Каледонский безумец - Комарова Светлана Сергеевна 4 стр.


… Я видел Рим во всей его устрашающей, пагубной мощи. Он силён не только армией, политикой, торговлей, но ещё и коварством. Глазами четырёх своих поколений он смотрел на нас, на Придайн, готовя свой план к действию. Рим-Цезарь совершил пробный ход, проверил нас на прочность и отравил помыслы нескольких вледигов, позже предавших свой народ. «Пришёл, увидел, победил», – предвкушал гордый Рим-Цезарь. «Пришёл, увидел и ушёл», – в итоге, довольно усмехаясь, ответили ему мы устами человеческого бренина Касваллауна. Но рано радовались… Рим-Клавдий, аки огромный паук, впрыснул в нас яд, лишивший чувствительности к грядущей боли – выгодные условия торговли, потоки чудных товаров, бряцание красивыми побрякушками… Рим-Нерон же покромсал нас на куски, но мы этого даже не заметили.

… Нас, Детей Неба и Детей Моря, Рим прежде не знал. Но он знал наших собратьев за морем. Знал он и друидов. И понимал, что за ними сила. Друиды были едины – их сплачивало искусство волшебства, исходящего из самой земли Придайна и Эрина. Если бы единственной трудностью была разобщённость племен, Придайн выстоял бы.
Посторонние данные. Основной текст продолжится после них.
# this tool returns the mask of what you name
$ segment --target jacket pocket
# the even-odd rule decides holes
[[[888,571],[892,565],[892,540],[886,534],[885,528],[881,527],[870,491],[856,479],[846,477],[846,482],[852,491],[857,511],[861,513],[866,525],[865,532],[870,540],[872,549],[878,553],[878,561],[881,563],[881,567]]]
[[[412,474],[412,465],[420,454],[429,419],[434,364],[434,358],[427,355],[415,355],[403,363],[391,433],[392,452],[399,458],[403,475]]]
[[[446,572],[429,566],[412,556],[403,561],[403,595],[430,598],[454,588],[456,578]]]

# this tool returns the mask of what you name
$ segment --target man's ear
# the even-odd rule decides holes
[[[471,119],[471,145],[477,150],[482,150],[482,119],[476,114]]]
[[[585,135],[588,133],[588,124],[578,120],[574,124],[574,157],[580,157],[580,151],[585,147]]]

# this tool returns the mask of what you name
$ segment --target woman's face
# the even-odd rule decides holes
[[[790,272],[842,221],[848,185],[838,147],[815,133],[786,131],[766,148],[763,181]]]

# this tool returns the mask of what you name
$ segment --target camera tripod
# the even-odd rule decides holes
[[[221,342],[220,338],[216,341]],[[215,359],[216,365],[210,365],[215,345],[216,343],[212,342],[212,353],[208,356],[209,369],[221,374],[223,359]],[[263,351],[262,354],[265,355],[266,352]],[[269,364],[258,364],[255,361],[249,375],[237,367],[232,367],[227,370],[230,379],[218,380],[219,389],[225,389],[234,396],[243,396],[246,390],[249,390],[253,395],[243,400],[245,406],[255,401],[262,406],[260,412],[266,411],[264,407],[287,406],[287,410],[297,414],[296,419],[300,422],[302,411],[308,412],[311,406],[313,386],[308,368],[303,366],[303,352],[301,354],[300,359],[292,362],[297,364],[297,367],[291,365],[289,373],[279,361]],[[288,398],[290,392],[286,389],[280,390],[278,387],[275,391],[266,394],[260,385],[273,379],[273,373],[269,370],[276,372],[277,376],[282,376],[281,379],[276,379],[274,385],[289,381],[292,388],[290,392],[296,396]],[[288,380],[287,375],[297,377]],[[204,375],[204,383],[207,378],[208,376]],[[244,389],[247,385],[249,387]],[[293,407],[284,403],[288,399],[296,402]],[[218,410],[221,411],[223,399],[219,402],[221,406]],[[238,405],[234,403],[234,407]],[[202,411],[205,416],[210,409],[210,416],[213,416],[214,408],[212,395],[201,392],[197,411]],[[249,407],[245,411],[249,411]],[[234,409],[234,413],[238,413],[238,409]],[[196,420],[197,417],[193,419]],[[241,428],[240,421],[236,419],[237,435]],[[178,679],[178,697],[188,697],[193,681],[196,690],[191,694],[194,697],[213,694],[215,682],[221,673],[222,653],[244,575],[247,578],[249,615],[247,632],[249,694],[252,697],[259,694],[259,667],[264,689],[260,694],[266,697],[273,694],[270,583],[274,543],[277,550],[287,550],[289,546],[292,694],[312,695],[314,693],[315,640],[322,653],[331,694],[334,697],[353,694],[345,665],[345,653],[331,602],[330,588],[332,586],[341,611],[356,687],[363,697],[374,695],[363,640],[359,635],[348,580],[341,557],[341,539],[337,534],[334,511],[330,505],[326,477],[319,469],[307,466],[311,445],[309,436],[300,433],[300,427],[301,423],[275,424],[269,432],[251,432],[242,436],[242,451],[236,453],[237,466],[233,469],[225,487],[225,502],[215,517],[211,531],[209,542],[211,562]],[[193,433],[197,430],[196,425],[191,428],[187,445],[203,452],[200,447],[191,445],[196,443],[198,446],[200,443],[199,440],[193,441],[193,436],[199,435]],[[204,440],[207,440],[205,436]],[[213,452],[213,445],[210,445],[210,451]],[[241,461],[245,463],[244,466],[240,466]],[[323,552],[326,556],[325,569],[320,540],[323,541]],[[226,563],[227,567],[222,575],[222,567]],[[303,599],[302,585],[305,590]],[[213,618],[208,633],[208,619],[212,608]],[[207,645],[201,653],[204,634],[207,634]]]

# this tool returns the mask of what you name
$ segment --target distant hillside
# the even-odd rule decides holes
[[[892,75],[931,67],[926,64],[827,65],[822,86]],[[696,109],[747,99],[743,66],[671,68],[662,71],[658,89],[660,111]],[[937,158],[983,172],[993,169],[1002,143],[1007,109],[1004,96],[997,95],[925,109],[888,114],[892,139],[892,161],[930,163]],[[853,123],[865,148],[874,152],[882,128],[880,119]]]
… Но разобщены оказались мы, боги, в то время как боги Рима без самого Рима и шагу ступить не могли. Разобщённость наших богов я осознал слишком поздно. Когда я был связан заклятьем в Придайне, никто из них не пришёл на помощь друидам моего острова. Видимо, считали, что на место павших заступят другие. Если кто-то из них вообще задумывался над этим… Теперь вся сила святых отцов, весь их ауэн – в Аннуине, здесь, в том числе и вокруг нас. А в смертном мире многое оказалось позабытым навсегда. Ещё больше истончилась связь между смертными и нами, и чаще всего, покуда смертный не уходит в Аннуин, он слеп и глух. А по прибытии в Аннуин ему до следующего воплощения чаще всего становится совершенно безразлично, что происходит среди живых людей.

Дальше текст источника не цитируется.